Since we are sure these above values are the same, we can drop the initial calculations.

# Drop repeating columns
df_btc = df_btc.drop(['Close_7_day_avg', 'Vol_7_day_avg', 'Log_Vol_7_day_avg'], axis=1)

3.5 Organize Columns

It’s time to tidy up a little bit the dataframe.

Infinity & NaN
  • Let’s check divisions by zero that results as inf and then fulfill them with zero.
  • I’ll fulfill NaNs with zero as well, not to have array-based value errors in the following computations.
# Check inf values
inf_count_by_column = np.sum(np.isinf(df_btc.select_dtypes(include=[np.number])))

print("Number of inf values per column:")
print(inf_count_by_column)
Number of inf values per column:
Open 0
High 0
Low 0
Close 0
Volume 0
Status 0
Change 0
Change_perc 0
HL_avg_to_Open 0
HL_dif_to_OC_dif 242
SMA_7_Close 0
SMA_7_Volume 0
SMA_7_Vol_log 0
EMA_7_Close 0
EMA_7_Volume 0
EMA_7_Vol_log 0
RSI_14_Close 0
RSI_14_Volume 0
dtype: int64
# Replace inf with zero
df_btc['HL_dif_to_OC_dif'] = df_btc['HL_dif_to_OC_dif'].replace([np.inf, -np.inf], 0)
# Fulfill NaNs with zero
df_btc = df_btc.fillna(0)
Keep log-version of Volume and Rename Columns
  • Choosing SMA or EMA will be done during the selection phase. But I’ll drop the SMA and EMA of Volume, since I’ll be using the log version of those.
  • I’ll rename some columns for better usage: HL_avg_to_Open –> Momentum, HL_dif_to_OC_dif –> V_to_L (as in Volatility over Momentum)
# Drop columns
df_btc = df_btc.drop(['SMA_7_Volume', 'EMA_7_Volume'], axis=1)
# Change the column names
df_btc.rename(columns={'HL_avg_to_Open': 'Momentum', 'HL_dif_to_OC_dif': 'V_to_L'}, inplace=True)
# Check the changes
df_btc.head(3)
DateOpenHighLowCloseVolumeChangeChange_percMomentumV_to_LSMA_7_CloseSMA_7_Vol_logEMA_7_CloseEMA_7_Vol_logRSI_14_CloseRSI_14_Volume
02019-06-189128.2695319149.7636728988.6064459062.045898952850.000.0000.0000.0000.00.00.00.00.00.0
12019-06-199068.1748059277.6777349051.0947279271.459961131077.010.0681.00026.2950.00.00.00.00.00.0
22019-06-209271.5673839573.6894539209.4169929519.20019583052.010.0010.9882109.2820.00.00.00.00.00.0

4 Feature Selection

4.1 Initial Feature Selection: Correlation

plt.figure(figsize=(10, 8))
df_btc_study = df_btc.filter(['Close', 'Status', 'Change',
       'Change_perc', 'Momentum', 'V_to_L', 'SMA_7_Close', 'SMA_7_Vol_log',
       'EMA_7_Close', 'EMA_7_Vol_log', 'RSI_14_Close', 'RSI_14_Volume'], axis=1)

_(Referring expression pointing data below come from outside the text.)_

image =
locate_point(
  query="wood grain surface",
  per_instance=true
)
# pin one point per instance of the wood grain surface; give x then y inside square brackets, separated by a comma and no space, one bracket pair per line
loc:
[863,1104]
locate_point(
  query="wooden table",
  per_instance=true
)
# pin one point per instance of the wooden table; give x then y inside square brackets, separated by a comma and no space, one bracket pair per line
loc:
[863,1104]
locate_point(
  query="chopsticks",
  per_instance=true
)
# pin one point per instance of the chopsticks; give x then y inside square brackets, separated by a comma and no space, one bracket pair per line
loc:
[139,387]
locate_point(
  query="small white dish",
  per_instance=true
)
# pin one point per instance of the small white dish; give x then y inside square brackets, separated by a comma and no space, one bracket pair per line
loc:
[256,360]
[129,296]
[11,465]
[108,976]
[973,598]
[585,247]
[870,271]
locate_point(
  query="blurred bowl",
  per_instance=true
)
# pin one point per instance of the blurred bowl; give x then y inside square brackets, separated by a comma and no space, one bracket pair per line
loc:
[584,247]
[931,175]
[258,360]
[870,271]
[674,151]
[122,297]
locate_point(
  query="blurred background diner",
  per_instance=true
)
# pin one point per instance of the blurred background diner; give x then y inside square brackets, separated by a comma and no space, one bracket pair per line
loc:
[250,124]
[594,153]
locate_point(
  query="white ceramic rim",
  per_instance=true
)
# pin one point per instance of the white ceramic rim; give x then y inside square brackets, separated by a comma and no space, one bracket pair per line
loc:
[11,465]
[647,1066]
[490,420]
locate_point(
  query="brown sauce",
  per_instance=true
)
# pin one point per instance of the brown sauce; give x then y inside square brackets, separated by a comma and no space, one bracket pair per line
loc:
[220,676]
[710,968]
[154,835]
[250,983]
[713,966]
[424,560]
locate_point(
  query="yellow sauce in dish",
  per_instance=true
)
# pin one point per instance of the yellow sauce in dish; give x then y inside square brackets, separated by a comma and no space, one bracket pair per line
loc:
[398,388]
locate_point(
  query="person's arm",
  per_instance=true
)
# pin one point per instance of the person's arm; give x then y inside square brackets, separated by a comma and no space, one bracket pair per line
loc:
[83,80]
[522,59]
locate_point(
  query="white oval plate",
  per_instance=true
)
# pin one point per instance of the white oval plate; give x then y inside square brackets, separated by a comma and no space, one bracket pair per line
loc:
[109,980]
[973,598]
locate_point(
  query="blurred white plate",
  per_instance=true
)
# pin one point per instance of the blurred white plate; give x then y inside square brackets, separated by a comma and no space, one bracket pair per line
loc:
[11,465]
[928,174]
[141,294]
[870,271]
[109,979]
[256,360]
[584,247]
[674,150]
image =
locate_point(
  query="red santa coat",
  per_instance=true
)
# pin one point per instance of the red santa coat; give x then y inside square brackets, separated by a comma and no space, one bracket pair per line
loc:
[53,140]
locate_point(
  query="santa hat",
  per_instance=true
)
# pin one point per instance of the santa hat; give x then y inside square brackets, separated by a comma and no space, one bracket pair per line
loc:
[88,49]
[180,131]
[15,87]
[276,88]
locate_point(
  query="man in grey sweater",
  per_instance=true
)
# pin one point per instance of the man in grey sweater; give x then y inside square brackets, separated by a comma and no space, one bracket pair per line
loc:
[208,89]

corr_study = df_btc_study.corr()

sns.heatmap(corr_study, annot=True, cmap='coolwarm', square=True, fmt=".3f")
plt.title('Correlation Matrix')
plt.show()

▶ As mentioned earlier, SMA and EMA are highly correlated with each other simply because they are both based on the same calculation. We’ll need to choose one of them when fitting the model not to lead to redundancy. We should also note that Pearson correlation measures the linear relationship between variables. Low values in the above correlation matrix might be due to a non-linear relationship.

4.2 Split the Data

For time series data, random splitting is not suitable because it breaks the temporal order of the data, which is critical for preserving the relationship between past and future. Instead, we need to use methods that respect the time-dependent nature of the data.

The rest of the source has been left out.